If you have a vacation home you no longer use, you can donate it to WHOI.
Real estate often represents a significant portion of a person’s wealth, but is not as easily liquidated as stocks and bonds. WHOI has experience receiving and selling real estate and can take the burden of managing that process off of your hands. WHOI has certain standards for the properties that we will accept—primarily to avoid environmental litigation—so please contact us if this strategy is of interest to you.
Another option with real estate is to transfer ownership, but continue to occupy the property until you are finished with it. The current interest-rate environment offers historically large charitable deductions for these kinds of gifts. Using this approach, known as retained life estate, you will receive a substantial tax deduction that may be carried forward for as many as five years, if necessary. In addition, your heirs will not have to worry about selling your home.

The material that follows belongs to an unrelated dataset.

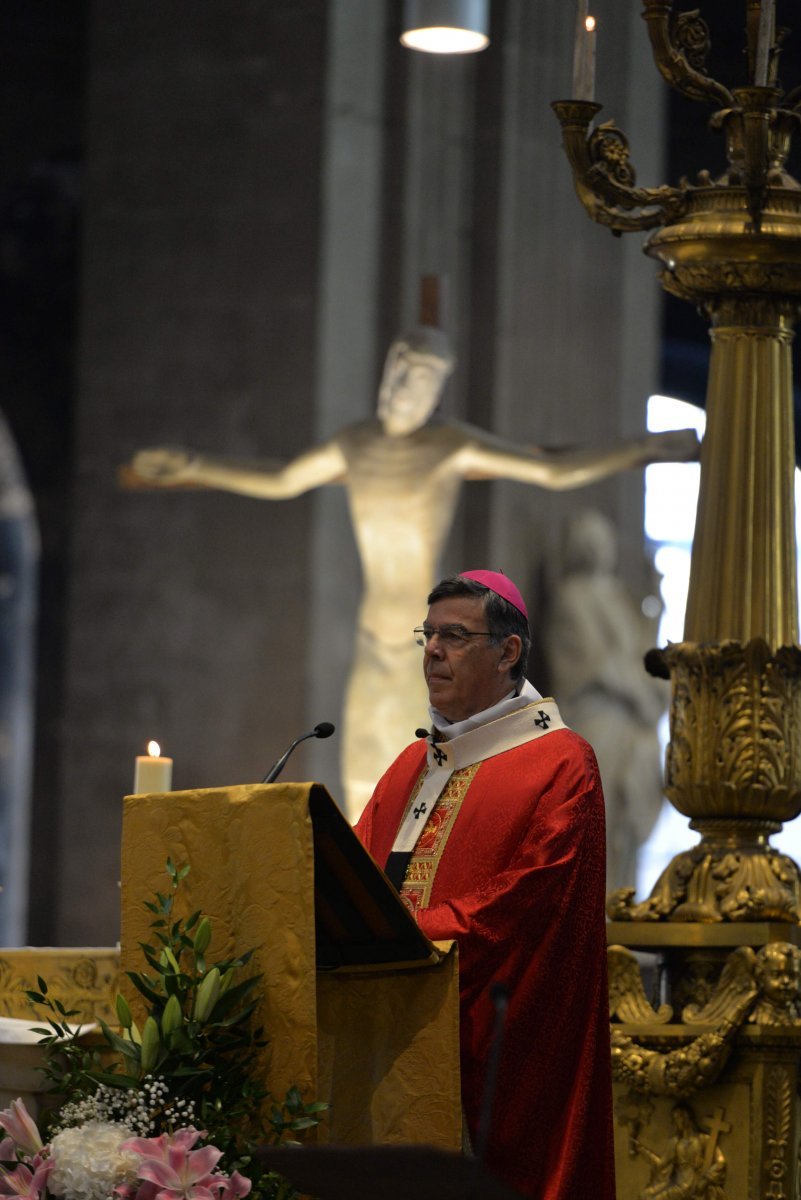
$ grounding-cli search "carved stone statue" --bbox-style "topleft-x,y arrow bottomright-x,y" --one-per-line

You will still be responsible for the upkeep and taxes on your home.
A 72-year-old has a home she originally purchased for $200,000 that is now valued at $500,000.
Assuming the structure (not the land on which it sits) is worth $150,000, she can deduct $352,667 if she assigns the property to WHOI as a gift, and the deduction will increase as she ages.
She can take a charitable deduction of up to 30% of her adjusted gross income, and can use it for up to five additional years if she can’t take the whole deduction in the first year.